Church spent the next hour at the station, growing increasingly disturbed as he futilely struggled to express his fears in some form the police could understand. In reception, he bumped into his fellow witness, whose expression suggested she had had a similar experience.

"Look, can we go and grab a coffee? I need to talk about this," she said without any preamble. She ran her fingers through her hair, then lightened. "Sorry. Ruth Gallagher." She stuck out a hand.

Church took it; her grip was strong and confident. "Jack Churchill. Church. They weren't having any of it, were they?"

Ruth sighed wearily. "No surprise there. I'm a solicitor, in court every day. I found out pretty early on that once the police have discovered the most simplistic idea out there, they're like a dog with a bone. If they want to file this under M for Mugging, by God they're going to, and nothing I'm going to say will change their minds."

"A mugging. Right. And JFK got roughed up that day in Dallas." Church watched her features intently, trying to discern her true thoughts.

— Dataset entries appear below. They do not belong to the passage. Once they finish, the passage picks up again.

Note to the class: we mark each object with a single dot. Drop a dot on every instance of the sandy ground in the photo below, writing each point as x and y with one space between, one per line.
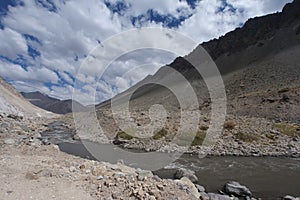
33 174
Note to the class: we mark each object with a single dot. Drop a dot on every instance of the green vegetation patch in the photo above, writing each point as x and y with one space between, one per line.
160 134
246 137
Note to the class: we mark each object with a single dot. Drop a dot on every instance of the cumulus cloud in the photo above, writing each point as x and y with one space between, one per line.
12 43
46 41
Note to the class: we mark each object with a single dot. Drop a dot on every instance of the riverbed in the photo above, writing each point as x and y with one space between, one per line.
266 177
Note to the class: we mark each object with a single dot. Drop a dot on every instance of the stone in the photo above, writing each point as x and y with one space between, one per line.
72 169
99 170
142 175
288 197
200 188
236 189
181 172
31 176
204 196
4 125
9 141
191 188
213 196
285 97
24 128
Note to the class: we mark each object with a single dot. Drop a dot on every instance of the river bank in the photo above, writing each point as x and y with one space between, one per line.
31 166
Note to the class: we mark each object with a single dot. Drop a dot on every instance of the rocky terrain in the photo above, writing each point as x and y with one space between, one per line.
259 64
261 76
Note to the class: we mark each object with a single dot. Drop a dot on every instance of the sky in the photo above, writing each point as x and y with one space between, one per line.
44 42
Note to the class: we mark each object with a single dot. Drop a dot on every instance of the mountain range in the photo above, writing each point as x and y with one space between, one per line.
52 104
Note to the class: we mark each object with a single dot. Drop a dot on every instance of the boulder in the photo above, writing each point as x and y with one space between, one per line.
213 196
9 141
181 172
236 189
190 187
200 188
288 197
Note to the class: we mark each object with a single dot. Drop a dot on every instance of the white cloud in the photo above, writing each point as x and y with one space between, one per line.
12 43
69 34
16 72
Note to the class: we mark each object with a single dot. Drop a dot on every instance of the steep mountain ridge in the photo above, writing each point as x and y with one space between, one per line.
11 102
256 49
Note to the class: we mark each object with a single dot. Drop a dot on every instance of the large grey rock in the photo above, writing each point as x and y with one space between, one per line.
200 188
9 141
213 196
288 197
181 172
187 185
237 189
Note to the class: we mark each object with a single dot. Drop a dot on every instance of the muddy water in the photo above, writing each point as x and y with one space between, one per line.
266 177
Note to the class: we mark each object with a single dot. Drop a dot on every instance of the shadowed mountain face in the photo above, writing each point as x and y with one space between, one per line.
259 64
11 102
51 104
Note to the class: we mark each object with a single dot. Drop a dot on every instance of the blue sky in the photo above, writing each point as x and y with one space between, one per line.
43 42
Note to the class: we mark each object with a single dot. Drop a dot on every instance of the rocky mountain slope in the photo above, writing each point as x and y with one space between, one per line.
260 67
52 104
11 102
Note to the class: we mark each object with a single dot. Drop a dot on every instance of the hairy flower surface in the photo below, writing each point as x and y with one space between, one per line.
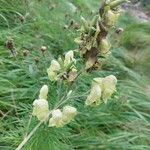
105 46
69 113
110 18
69 58
55 66
59 119
94 96
56 119
53 70
102 89
43 92
40 109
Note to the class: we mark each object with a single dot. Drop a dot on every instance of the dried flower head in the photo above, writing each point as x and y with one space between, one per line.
40 109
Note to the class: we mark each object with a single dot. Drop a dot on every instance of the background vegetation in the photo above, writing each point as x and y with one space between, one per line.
122 124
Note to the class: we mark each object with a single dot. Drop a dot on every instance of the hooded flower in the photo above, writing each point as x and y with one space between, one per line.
53 70
102 89
40 109
105 46
43 92
69 113
69 58
59 119
110 18
94 96
56 119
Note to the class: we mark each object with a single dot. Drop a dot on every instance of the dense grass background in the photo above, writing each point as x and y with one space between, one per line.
122 124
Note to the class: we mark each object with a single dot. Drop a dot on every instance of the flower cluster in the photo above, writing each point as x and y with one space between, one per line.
41 108
41 111
93 40
64 69
102 89
60 118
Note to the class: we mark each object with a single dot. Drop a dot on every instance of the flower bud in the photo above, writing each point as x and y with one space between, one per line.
72 75
40 109
69 113
94 96
55 66
52 75
43 92
105 46
69 58
56 119
43 49
110 18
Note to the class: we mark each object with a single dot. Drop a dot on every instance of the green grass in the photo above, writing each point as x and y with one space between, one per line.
122 124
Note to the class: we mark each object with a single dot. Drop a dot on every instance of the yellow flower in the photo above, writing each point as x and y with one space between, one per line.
69 58
94 96
56 119
55 66
43 92
69 113
105 46
72 75
110 18
40 109
109 87
53 70
52 75
102 89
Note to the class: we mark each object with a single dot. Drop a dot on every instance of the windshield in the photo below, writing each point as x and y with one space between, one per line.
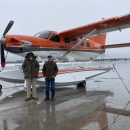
43 34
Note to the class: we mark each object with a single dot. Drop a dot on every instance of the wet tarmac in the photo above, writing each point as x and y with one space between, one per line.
103 105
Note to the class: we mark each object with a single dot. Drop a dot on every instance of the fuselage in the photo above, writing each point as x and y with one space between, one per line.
50 43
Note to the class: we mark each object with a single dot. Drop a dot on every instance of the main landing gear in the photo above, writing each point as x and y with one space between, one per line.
82 84
0 87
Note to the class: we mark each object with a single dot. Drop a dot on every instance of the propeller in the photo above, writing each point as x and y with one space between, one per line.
2 41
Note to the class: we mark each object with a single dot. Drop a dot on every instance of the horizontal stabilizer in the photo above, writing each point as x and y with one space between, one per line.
117 45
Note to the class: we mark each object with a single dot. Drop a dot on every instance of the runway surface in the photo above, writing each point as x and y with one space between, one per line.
103 105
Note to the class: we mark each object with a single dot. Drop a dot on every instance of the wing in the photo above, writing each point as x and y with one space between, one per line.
102 26
117 45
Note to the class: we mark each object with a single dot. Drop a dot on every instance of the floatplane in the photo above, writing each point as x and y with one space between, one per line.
83 43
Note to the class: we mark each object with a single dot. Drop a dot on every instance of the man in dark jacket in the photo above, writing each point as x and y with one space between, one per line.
50 71
30 68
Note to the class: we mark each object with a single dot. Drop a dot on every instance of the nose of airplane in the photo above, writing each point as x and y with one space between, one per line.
2 41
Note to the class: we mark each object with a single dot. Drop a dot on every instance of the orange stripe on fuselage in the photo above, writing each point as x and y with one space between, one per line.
73 70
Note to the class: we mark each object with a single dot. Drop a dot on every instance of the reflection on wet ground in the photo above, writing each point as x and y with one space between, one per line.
104 106
72 110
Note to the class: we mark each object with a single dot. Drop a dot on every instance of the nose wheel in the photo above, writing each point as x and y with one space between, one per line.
0 87
82 84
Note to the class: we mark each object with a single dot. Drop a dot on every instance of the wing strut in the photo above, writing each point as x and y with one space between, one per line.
84 38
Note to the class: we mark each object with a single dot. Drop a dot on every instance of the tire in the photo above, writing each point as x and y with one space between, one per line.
0 87
83 83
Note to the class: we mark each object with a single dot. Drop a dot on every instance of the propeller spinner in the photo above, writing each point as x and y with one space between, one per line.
2 41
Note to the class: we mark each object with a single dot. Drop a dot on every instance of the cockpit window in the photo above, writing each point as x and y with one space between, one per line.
55 38
43 34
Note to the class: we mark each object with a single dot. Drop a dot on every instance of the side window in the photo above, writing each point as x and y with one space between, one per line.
87 44
75 41
67 40
55 38
82 44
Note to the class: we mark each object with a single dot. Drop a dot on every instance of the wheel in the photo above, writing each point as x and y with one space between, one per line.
0 86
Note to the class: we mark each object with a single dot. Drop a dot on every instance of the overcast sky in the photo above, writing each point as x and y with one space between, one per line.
32 16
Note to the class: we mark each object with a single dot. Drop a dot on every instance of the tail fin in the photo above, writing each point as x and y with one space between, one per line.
101 39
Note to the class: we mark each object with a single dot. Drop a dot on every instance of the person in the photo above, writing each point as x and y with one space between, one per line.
30 68
50 71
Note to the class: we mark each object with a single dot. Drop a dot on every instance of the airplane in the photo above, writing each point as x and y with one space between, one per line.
83 43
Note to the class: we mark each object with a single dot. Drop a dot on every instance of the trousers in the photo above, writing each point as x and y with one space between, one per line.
32 82
49 82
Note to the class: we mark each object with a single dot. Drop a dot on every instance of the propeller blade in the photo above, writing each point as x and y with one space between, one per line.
2 56
8 28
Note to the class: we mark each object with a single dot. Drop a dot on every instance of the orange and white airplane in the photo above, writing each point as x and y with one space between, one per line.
83 43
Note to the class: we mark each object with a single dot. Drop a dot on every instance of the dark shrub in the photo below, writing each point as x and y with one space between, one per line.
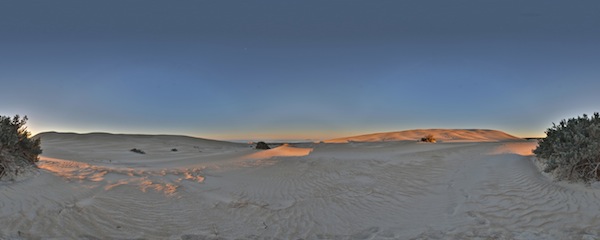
262 145
17 149
135 150
428 138
571 149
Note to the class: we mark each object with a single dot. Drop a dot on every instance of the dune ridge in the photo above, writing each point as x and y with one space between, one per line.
479 135
95 188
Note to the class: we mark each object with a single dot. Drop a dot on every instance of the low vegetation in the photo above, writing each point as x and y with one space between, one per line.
262 145
135 150
18 151
428 138
571 149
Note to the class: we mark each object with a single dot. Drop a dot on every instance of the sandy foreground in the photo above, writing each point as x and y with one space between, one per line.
92 187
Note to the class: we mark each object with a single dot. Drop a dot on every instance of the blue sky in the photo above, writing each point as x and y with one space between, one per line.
298 69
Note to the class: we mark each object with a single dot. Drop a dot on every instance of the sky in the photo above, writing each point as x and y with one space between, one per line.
265 70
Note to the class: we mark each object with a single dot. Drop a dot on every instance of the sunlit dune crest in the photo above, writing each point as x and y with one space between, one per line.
281 151
471 184
479 135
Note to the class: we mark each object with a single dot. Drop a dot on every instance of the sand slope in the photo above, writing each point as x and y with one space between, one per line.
368 190
476 135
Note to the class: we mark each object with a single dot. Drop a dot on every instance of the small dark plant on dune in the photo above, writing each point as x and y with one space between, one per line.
428 138
571 149
135 150
262 145
18 152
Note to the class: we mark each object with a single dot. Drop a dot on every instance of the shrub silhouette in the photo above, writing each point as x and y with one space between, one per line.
17 150
571 149
135 150
428 138
262 145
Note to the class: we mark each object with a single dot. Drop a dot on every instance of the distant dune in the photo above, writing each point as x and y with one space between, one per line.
479 135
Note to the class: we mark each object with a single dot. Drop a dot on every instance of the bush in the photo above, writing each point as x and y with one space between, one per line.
135 150
571 149
17 149
428 138
262 145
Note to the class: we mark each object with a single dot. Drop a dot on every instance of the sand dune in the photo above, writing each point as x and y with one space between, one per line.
478 135
92 187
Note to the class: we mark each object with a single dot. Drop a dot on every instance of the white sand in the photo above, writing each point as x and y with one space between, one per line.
93 187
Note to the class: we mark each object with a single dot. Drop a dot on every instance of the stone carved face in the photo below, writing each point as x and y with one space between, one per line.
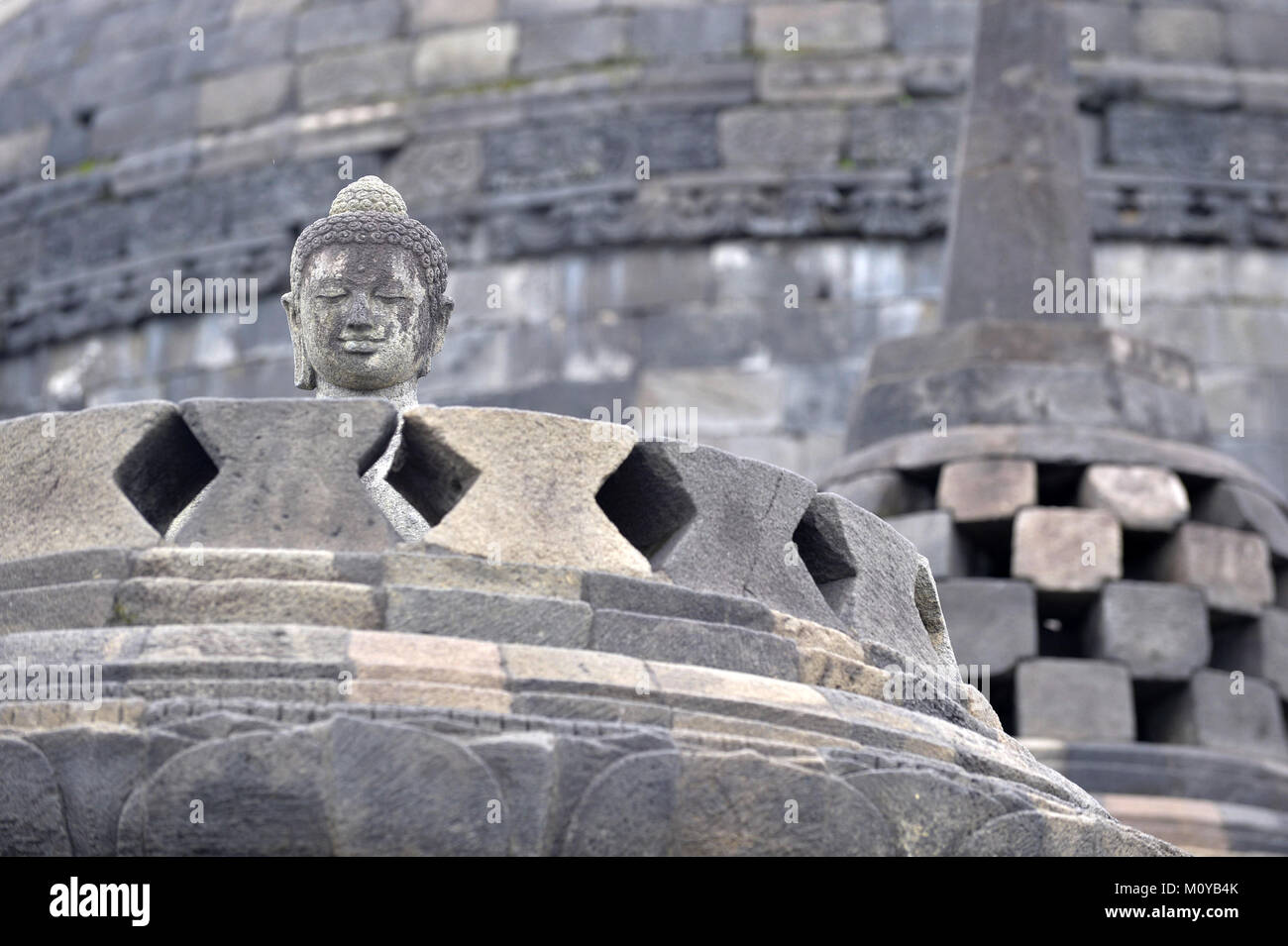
362 318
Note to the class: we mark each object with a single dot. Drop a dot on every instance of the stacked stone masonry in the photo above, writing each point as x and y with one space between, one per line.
802 663
1131 610
768 168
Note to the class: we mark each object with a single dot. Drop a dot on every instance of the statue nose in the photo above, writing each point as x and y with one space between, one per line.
360 313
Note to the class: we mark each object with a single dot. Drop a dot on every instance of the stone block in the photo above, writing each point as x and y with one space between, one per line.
687 31
246 600
1146 498
244 98
1076 700
31 806
1258 649
288 473
137 125
1253 37
875 580
987 490
1158 631
368 73
713 521
64 473
488 617
77 604
832 27
1222 713
1237 507
787 138
480 575
885 493
702 644
1185 34
617 592
465 56
516 485
935 537
1067 550
59 568
818 80
932 26
991 620
1232 567
426 14
346 25
559 43
888 137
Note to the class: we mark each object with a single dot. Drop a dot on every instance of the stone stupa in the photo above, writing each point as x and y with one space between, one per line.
1125 583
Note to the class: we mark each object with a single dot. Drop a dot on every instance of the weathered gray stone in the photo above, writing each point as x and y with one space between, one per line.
885 493
687 31
488 617
1063 444
60 568
95 774
987 490
1067 550
706 826
207 564
1018 392
63 477
1076 700
252 600
1258 649
1185 34
712 521
1232 567
992 620
1147 498
31 809
1239 507
922 26
935 537
288 473
481 575
678 640
523 485
1219 710
244 97
795 138
623 593
369 73
837 27
549 44
77 604
1020 162
320 789
1158 631
347 25
875 580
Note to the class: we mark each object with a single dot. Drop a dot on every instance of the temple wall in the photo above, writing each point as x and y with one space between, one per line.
768 168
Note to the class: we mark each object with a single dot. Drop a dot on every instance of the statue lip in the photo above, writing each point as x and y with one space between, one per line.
361 345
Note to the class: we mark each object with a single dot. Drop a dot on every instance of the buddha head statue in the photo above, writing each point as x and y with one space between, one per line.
368 306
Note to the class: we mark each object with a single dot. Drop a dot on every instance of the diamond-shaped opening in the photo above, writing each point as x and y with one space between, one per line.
165 472
823 553
645 499
429 473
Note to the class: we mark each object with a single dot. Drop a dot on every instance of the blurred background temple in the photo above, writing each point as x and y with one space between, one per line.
514 128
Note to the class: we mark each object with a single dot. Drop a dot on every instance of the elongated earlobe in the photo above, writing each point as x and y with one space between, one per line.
305 378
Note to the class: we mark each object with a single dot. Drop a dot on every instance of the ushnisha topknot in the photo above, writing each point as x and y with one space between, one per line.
372 211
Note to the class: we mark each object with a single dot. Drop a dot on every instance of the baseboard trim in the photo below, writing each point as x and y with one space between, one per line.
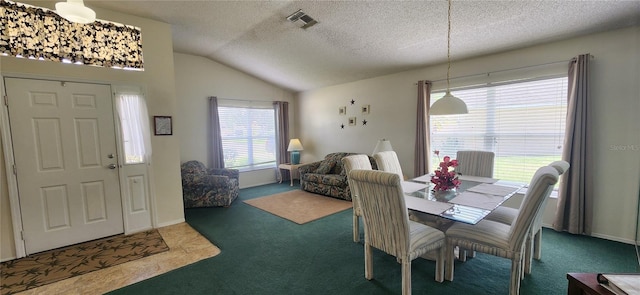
603 236
172 222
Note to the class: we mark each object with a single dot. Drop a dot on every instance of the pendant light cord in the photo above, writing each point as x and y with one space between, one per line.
448 44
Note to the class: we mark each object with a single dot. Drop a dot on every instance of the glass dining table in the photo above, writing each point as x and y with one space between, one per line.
474 199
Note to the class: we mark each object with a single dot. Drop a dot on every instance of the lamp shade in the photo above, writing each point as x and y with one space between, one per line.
75 11
295 145
383 145
448 105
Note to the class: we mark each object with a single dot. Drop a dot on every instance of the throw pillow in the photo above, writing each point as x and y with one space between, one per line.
325 167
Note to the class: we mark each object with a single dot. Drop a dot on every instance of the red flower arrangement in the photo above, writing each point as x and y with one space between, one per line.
445 177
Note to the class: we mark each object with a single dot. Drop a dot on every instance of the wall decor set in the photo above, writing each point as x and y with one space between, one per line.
352 120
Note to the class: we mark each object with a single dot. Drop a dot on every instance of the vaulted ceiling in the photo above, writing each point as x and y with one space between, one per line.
355 40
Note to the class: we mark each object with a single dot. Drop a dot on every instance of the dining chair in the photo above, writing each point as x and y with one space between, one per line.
507 215
388 161
387 226
475 163
501 239
351 163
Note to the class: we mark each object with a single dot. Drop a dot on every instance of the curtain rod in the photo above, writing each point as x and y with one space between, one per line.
505 70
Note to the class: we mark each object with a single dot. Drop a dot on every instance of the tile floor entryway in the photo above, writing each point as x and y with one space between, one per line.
186 246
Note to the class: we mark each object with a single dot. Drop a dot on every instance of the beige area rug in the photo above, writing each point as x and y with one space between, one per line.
185 244
299 206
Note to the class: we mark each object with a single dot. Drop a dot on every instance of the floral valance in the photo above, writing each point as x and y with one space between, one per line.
32 32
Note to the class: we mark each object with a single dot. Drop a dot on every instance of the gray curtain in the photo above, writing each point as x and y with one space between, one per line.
282 133
575 200
423 147
216 155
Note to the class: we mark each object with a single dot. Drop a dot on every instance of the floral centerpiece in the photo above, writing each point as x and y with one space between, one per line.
445 177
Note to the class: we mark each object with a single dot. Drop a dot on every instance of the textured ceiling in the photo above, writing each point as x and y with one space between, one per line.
354 40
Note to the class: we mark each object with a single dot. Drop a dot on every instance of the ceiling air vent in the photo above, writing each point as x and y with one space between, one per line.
301 19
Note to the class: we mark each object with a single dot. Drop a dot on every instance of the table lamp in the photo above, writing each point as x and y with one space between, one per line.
295 146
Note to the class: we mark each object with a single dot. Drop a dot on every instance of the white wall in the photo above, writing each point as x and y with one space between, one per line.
198 78
157 78
615 90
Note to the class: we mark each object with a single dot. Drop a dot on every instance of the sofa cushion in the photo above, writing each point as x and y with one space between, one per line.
325 167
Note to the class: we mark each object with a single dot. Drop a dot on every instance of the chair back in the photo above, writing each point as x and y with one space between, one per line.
475 163
539 189
388 162
385 215
353 162
561 167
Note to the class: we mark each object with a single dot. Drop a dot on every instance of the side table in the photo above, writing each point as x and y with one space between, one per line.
293 168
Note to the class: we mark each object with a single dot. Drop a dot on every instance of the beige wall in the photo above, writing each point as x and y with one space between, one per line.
198 78
614 89
157 79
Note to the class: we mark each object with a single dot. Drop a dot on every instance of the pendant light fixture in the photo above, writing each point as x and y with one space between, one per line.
448 104
75 11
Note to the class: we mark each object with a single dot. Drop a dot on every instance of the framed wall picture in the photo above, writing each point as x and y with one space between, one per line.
162 125
365 109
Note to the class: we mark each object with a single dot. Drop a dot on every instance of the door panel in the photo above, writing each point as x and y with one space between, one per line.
63 134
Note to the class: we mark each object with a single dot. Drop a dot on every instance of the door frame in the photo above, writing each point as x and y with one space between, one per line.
12 180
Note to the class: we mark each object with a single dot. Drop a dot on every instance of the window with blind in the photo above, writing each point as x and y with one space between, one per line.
523 123
248 136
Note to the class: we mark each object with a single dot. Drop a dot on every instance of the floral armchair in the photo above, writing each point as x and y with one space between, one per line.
202 187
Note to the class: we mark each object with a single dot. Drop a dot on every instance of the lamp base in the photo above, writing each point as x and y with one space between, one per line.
295 157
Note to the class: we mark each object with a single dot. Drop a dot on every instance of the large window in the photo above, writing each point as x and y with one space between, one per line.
248 136
522 123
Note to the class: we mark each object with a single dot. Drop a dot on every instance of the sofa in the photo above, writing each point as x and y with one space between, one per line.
327 177
202 187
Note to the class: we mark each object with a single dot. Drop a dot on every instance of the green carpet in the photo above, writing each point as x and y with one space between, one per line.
265 254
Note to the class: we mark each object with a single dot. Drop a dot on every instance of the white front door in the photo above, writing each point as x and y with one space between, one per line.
65 153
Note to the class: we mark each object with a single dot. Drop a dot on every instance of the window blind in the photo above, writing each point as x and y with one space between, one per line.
248 136
522 122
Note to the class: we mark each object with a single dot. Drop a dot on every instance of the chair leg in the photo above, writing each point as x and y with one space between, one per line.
537 244
440 262
406 277
449 262
368 261
356 227
462 254
528 248
514 284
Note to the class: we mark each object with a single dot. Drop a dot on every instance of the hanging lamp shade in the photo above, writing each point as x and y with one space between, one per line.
75 11
448 105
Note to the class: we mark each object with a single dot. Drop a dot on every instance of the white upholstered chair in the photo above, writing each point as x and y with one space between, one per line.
507 215
350 163
388 162
501 239
475 163
387 226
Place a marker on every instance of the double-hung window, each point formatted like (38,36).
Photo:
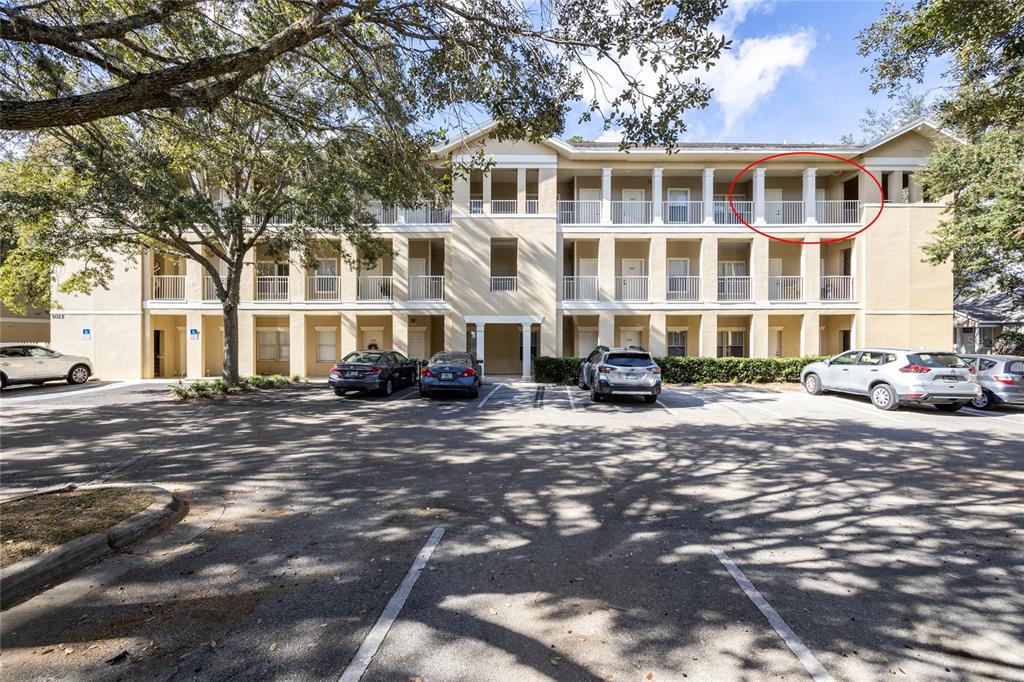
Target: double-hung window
(272,345)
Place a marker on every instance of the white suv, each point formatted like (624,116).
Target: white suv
(891,378)
(30,364)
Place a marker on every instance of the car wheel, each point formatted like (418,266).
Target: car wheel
(78,375)
(983,401)
(884,397)
(812,384)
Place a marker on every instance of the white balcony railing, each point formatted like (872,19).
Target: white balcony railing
(579,213)
(682,213)
(209,290)
(783,213)
(683,288)
(631,288)
(426,288)
(838,212)
(500,284)
(837,288)
(271,288)
(374,288)
(785,288)
(733,289)
(324,288)
(580,288)
(725,216)
(631,213)
(169,288)
(504,206)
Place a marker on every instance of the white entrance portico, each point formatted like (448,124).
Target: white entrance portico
(524,322)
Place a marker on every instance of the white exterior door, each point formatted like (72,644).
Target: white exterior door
(418,343)
(586,341)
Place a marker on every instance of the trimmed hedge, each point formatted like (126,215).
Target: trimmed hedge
(692,370)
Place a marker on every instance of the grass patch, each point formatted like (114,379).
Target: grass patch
(41,522)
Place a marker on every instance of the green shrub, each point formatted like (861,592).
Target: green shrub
(691,370)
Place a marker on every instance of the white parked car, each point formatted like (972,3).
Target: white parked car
(891,378)
(31,364)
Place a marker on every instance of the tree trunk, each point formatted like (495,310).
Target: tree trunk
(230,371)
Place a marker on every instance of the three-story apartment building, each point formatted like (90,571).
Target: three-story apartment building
(559,247)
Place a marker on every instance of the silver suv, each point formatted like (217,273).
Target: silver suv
(626,372)
(1000,378)
(891,378)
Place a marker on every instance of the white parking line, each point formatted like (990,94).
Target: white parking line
(377,634)
(487,396)
(69,393)
(818,673)
(568,392)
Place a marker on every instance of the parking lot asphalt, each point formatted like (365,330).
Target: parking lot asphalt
(581,541)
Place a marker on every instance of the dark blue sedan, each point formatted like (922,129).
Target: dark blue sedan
(448,372)
(377,371)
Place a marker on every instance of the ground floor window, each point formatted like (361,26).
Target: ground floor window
(271,345)
(327,345)
(730,343)
(677,344)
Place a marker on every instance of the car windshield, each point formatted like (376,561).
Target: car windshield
(452,358)
(628,359)
(936,359)
(370,358)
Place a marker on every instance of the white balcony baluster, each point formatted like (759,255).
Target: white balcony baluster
(733,289)
(374,288)
(580,288)
(786,288)
(169,288)
(271,288)
(631,288)
(837,288)
(683,288)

She looked away uncomfortably, disorientation and worry reflected in her face.

There was an intensity about her that Church found impossible to resist. They went to a little place on St. John's Hill at Clapham junction, filled with hissing steam from the cappuccino machine, the sizzle of frying food and the hubbub of local workers taking an early breakfast. They sat opposite each other at a table in the window and within seconds all the noise had faded into the background.